Standing on the steps of the union's marble headquarters building on Capitol Hill, Carey told more than 1,000 cheering supporters: "I pledge to you today that I will use the full power of this office to rid this union of mob influence and win this battle once and for all."
Carey staged a stunning victory in December's government-supervised elections, not only winning the union presidency but also sweeping into office with him every member of his reform slate.
The election was ordered as part of a consent decree the union signed two years ago to settle a massive civil racketeering suit brought against the Teamsters by the Justice Department.
The election was the first in the union's 90-year history in which members could directly elect national officers. Like most other unions, the Teamsters' rank and file in the past would elect delegates to the union convention, who in turn would vote for national officers.

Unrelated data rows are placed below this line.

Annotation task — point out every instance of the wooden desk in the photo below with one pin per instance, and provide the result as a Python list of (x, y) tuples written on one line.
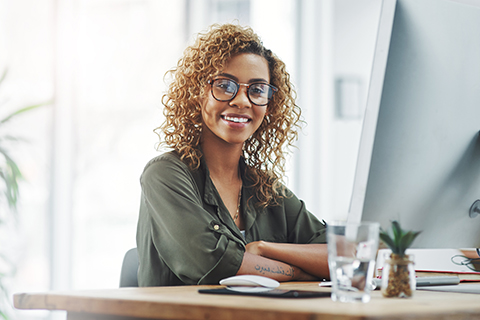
[(187, 303)]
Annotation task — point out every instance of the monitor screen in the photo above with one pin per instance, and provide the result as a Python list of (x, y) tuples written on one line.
[(419, 156)]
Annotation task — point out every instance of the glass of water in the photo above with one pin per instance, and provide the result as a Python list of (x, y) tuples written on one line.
[(352, 249)]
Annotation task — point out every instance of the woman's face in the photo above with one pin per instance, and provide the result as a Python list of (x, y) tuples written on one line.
[(236, 120)]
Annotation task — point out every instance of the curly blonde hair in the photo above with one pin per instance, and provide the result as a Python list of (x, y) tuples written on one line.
[(264, 150)]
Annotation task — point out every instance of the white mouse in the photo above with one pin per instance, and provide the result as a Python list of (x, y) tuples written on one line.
[(250, 281)]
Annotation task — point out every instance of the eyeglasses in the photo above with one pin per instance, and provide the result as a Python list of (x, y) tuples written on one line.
[(258, 93), (471, 263)]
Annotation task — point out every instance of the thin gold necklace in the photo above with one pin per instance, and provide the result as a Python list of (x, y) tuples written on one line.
[(238, 206)]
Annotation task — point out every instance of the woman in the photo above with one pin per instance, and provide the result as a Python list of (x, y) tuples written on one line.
[(214, 206)]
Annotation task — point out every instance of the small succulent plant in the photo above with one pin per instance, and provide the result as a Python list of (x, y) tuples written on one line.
[(401, 239)]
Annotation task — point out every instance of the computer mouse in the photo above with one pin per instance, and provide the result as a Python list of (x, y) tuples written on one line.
[(250, 281)]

As his first official act in office, Carey said he was reducing his annual salary as Teamsters president to $175,000 from $225,000.
And last Monday morning, Carey said, "the Teamster limousine, the condominium in Puerto Rico, the luxury jets, they're all going on the market."

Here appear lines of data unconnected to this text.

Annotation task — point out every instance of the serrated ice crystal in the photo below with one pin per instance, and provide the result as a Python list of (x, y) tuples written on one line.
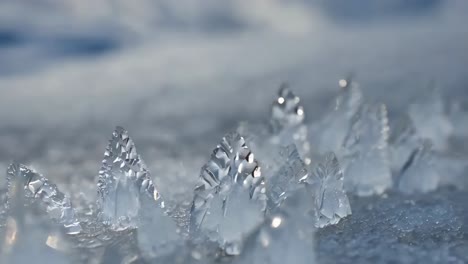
[(123, 178), (419, 173), (287, 236), (430, 119), (328, 134), (287, 122), (366, 162), (229, 198), (326, 184), (288, 171), (38, 190)]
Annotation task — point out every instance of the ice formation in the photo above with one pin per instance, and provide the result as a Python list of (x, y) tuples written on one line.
[(419, 173), (326, 185), (285, 176), (287, 122), (366, 162), (428, 111), (38, 189), (228, 201), (123, 178), (286, 236), (329, 133)]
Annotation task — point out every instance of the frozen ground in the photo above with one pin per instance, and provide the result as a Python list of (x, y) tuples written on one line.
[(180, 77)]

Carey, 55, who spent most of his union career as the president of a Teamsters local in New York, extended an olive branch to his election opponents.

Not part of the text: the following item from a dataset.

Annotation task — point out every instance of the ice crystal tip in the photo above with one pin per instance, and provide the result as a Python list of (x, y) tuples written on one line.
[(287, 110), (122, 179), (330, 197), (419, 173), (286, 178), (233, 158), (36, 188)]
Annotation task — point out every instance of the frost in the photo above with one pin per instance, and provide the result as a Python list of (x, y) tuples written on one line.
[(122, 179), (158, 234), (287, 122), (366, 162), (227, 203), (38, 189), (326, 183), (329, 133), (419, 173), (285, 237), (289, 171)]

"In building the 'New Teamsters,' I need the help of everyone in this union," Carey said.
"Regardless of who you supported in this election, I am reaching out my hand to ask for your support and to ask you to join me in building a better union."
Carey called on all factions of the 1.6-million-member union to put the often bitter election campaign behind them.
"I think he's going to make things work. I think there's going to be a difference, a change," said Bob Romano, a 27-year member of a Philadelphia local.
"Clean 'em out," yelled Gary Foreman, one of a small group from St. Louis who sported red-handled brooms. "The brooms mean we're making a clean sweep of the Teamsters, new people all the way through," said Foreman, who will mark his 33rd anniversary with the union in July.
At the end of the hourlong inaugural ceremonies, Carey declared an open house at the Teamsters' headquarters, where for years the rank-and-file union members were kept away.